The company expects fiscal third-quarter revenues to rise 4%-6%, gross margins to remain in the 61% to 62% range, and non-GAAP earnings per share to be in the $0.48 to $0.50 range. Our estimates are in line with Cisco's expectations. The outlook assumes solid sales to U.S. commercial and enterprise customers, stabilization in the European marketplace, and reacceleration in emerging market growth.
Overall, we think this was a solid earnings release, considering the global macroeconomic environment remains less than ideal. Cisco has positioned itself well to take advantage of growth sectors, namely mobile, video, and data centers. The stock is well suited to conservative, income-minded accounts, owing to the issue's stellar Safety rank (1: Highest), the company's rock-solid Financial Strength rating (A++), and the above-average dividend yield.
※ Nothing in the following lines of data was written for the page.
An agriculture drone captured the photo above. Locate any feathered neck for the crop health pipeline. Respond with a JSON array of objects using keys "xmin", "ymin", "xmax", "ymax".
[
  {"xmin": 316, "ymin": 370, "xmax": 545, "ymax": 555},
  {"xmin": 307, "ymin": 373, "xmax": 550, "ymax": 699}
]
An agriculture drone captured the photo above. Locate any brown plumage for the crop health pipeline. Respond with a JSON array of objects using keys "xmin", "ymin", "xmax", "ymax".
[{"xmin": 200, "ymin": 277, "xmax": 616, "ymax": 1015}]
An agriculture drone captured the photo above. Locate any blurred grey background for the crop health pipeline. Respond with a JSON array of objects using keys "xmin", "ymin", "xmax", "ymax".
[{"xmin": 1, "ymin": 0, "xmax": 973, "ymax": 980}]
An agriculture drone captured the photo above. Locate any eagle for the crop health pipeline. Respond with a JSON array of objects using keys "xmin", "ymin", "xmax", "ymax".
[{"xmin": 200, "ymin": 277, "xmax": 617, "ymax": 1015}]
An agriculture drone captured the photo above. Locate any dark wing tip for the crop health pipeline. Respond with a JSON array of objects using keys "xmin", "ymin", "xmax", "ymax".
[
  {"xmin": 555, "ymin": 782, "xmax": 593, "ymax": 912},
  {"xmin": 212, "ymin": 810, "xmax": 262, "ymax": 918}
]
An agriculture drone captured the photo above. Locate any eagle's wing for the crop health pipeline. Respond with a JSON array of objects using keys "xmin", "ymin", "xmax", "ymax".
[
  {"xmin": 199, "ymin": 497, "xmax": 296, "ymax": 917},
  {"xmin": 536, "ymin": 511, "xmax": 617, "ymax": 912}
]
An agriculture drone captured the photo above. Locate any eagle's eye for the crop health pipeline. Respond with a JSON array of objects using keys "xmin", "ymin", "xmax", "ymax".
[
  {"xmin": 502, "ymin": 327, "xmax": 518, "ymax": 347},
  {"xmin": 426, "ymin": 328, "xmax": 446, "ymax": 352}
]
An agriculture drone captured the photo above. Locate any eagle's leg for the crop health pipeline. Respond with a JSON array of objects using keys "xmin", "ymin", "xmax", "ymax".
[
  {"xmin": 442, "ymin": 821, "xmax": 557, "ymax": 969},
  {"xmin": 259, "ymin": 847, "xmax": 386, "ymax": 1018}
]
Investors seeking price appreciation potential may want to wait for more evidence of improving conditions before making a commitment here.
About The Company:Cisco Systems Incorporated is a leading provider of Internet Protocol-based networking and other products for transporting data, voice, and video across geographically dispersed local-area networks, metropolitan-area networks, and wide-area networks. Devices are primarily integrated by Cisco IOS Software and include Routers, Switches, New Products, and Other. Provides services associated with these products. Foreign business accounted for 42.4% of fiscal 2012 revenues. R&D, 11.9% of revenues.
At the time of this article’s writing, the author did not have positions in any of the companies mentioned.